アレン人工知能研究所 (AI2) がリリースした最新の Tülu3 シリーズ モデルは、オープンソース言語モデルの分野に目覚ましい進歩をもたらしました。 Tülu3 はパフォーマンスが GPT-4o-mini などのクローズドソース モデルに匹敵するだけでなく、さらに重要なことに、完全にオープンソースであり、オープン化を促進するために不可欠な包括的なトレーニング データ、コード、トレーニング レシピ、評価フレームワークを提供します。ソース モデルの開発は画期的な意味を持ちます。これは、有害な情報の生成や指示に従うことの難しさなど、従来の事前トレーニングモデルの実用化に存在する多くの問題を解決し、人工知能分野の研究と応用に新たな可能性をもたらします。
人工知能の分野では、トレーニング後のテクノロジーがモデルのパフォーマンスを向上させる重要な手段となりつつあります。最近、アレン人工知能研究所 (AI2) は Tülu3 シリーズのモデルをリリースしました。これは、GPT-4o-mini などのクローズド ソース モデルに匹敵するパフォーマンスを備えた完全にオープンソースの高度な言語モデルです。 Tülu3 には、モデル データ、コード、トレーニング レシピが含まれているだけでなく、オープンソース モデルのポストトレーニング テクノロジの開発を促進することを目的とした評価フレームワークも提供されています。
従来、事前トレーニングされたモデルだけでは実際のアプリケーションのニーズを満たすには効果的ではないことが多く、有毒または危険な情報が生成される可能性があり、人間の指示に従うのが困難です。したがって、指導の微調整やヒューマンフィードバック学習などのトレーニング後の段階が特に重要です。ただし、トレーニング後のプロセスを最適化する方法は依然として技術的な問題であり、特にモデルの 1 つの能力を向上させる場合、他の能力に影響を与える可能性があります。
この問題を克服するために、大手企業はトレーニング後の手法の複雑さを増し、複数ラウンドのトレーニングを試したり、人工データと合成データを組み合わせたりしていますが、ほとんどの手法は依然としてクローズドソースです。対照的に、Tülu3 シリーズのリリースは、オープンソース モデルとクローズド ソース モデル間のパフォーマンスのギャップを打ち破り、新しいトレーニングのアイデアをもたらしました。
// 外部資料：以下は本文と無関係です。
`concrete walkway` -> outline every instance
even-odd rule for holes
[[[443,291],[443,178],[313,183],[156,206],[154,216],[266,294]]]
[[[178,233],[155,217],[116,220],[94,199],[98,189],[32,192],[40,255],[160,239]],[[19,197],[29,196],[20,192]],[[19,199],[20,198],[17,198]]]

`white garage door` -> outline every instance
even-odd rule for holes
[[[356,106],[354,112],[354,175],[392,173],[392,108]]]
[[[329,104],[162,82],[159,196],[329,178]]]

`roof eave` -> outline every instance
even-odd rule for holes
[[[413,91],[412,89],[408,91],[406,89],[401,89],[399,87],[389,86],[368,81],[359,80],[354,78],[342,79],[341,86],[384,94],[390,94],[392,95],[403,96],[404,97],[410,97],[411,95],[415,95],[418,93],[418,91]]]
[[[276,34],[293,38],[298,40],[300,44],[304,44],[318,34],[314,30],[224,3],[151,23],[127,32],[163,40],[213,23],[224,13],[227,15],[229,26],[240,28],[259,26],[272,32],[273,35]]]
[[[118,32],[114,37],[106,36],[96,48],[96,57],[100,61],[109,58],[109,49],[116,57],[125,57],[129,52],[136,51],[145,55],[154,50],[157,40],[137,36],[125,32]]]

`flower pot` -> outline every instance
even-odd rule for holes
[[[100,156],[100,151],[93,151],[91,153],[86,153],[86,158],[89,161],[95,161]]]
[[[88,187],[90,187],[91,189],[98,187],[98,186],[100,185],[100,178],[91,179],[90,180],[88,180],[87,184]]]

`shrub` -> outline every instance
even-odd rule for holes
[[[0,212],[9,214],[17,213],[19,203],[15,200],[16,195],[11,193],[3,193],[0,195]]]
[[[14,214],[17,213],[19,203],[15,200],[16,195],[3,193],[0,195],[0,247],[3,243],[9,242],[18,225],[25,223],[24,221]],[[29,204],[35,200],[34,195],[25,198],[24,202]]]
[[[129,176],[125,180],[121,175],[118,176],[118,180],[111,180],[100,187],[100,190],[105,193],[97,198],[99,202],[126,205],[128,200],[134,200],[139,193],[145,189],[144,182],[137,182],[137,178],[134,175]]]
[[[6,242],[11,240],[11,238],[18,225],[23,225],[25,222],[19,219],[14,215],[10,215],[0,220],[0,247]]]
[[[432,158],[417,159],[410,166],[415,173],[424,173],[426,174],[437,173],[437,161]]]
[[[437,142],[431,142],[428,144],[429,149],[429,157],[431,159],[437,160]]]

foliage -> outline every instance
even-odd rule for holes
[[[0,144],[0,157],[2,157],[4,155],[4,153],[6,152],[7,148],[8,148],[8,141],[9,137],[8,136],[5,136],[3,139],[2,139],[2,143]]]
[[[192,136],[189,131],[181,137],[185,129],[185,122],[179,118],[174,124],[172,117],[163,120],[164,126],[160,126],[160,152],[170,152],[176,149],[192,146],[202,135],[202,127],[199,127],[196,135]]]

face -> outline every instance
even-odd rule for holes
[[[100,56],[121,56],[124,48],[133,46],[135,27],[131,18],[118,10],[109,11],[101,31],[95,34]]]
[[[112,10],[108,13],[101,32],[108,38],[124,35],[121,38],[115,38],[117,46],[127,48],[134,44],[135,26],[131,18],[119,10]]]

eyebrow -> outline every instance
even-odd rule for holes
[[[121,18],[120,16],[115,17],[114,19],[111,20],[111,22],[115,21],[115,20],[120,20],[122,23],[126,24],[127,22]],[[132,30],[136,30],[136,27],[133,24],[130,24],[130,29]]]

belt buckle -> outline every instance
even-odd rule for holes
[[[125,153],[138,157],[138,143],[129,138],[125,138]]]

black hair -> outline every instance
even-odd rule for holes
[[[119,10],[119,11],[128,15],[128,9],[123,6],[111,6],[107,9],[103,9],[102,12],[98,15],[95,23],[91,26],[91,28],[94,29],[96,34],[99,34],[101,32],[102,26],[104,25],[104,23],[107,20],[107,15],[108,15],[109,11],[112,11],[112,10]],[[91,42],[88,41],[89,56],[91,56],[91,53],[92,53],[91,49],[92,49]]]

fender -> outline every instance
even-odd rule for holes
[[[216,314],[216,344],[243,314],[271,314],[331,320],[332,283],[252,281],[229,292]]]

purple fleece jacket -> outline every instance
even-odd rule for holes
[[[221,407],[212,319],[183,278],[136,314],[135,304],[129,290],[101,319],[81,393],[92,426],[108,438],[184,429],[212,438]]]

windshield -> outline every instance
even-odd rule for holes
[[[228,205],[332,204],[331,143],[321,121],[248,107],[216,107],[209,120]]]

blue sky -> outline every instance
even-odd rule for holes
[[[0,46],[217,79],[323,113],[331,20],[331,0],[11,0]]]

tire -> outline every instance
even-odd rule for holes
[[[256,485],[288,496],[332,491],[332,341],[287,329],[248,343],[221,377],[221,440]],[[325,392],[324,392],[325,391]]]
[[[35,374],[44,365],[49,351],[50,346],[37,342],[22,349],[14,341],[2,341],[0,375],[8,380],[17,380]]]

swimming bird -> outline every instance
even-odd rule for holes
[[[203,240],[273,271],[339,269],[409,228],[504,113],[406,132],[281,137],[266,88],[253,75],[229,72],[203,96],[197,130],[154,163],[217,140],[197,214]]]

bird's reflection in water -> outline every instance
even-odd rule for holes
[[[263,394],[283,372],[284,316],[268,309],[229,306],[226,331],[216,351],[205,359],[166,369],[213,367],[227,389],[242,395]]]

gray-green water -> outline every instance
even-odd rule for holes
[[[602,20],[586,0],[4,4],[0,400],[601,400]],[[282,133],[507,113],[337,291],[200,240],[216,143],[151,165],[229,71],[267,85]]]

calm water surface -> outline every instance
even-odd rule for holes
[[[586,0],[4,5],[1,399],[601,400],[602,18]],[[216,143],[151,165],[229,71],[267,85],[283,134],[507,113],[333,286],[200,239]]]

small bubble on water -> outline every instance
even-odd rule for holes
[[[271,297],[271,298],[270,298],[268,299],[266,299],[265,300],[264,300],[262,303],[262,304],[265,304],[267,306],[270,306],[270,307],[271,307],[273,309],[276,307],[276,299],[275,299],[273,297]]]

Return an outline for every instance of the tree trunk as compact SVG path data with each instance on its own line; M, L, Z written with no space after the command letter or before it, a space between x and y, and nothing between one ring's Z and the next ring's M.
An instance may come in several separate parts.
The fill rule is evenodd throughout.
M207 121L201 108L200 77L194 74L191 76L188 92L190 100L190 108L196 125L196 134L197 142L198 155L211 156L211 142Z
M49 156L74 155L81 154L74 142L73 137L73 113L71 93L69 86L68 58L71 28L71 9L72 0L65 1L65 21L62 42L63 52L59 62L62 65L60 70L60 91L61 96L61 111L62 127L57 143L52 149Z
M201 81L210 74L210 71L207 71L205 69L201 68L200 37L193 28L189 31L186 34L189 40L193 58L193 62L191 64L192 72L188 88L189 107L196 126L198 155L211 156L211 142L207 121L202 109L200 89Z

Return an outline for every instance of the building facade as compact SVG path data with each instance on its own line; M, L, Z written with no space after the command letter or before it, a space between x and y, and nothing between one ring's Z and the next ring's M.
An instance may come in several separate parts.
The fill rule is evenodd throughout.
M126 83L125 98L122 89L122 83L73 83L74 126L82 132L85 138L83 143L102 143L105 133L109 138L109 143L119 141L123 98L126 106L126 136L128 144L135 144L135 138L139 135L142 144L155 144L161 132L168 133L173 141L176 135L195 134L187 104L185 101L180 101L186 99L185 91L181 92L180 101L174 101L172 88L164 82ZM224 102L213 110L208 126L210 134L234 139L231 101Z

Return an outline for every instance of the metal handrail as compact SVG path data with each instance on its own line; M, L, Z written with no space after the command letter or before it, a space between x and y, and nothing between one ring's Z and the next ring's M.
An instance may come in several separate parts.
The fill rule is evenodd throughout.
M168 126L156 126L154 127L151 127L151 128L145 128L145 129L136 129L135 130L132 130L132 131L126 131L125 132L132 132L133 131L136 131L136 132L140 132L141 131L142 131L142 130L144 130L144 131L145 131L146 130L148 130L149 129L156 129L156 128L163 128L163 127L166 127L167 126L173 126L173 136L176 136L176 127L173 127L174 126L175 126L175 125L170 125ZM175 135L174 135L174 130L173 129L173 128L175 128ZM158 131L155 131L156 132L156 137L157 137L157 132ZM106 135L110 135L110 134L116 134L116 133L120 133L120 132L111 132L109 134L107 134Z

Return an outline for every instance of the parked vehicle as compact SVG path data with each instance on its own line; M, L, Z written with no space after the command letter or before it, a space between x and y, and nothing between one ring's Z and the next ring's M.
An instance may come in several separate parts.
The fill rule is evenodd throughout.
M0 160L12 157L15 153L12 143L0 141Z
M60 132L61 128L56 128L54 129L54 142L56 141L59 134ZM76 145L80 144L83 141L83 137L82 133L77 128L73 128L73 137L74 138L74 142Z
Tülu3 のトレーニング プロセスは、データ構築、教師あり微調整、好みの調整、検証可能な報酬を伴う強化学習の 4 つの段階に分かれています。
まず、研究者はモデルのコアスキルに焦点を当て、人工データと合成データを組み合わせてトレーニングデータを構築します。
2 番目に、モデルが特定のスキルに関して他の最先端のモデルと同様に機能することを保証するために、監視付き微調整が実行されます。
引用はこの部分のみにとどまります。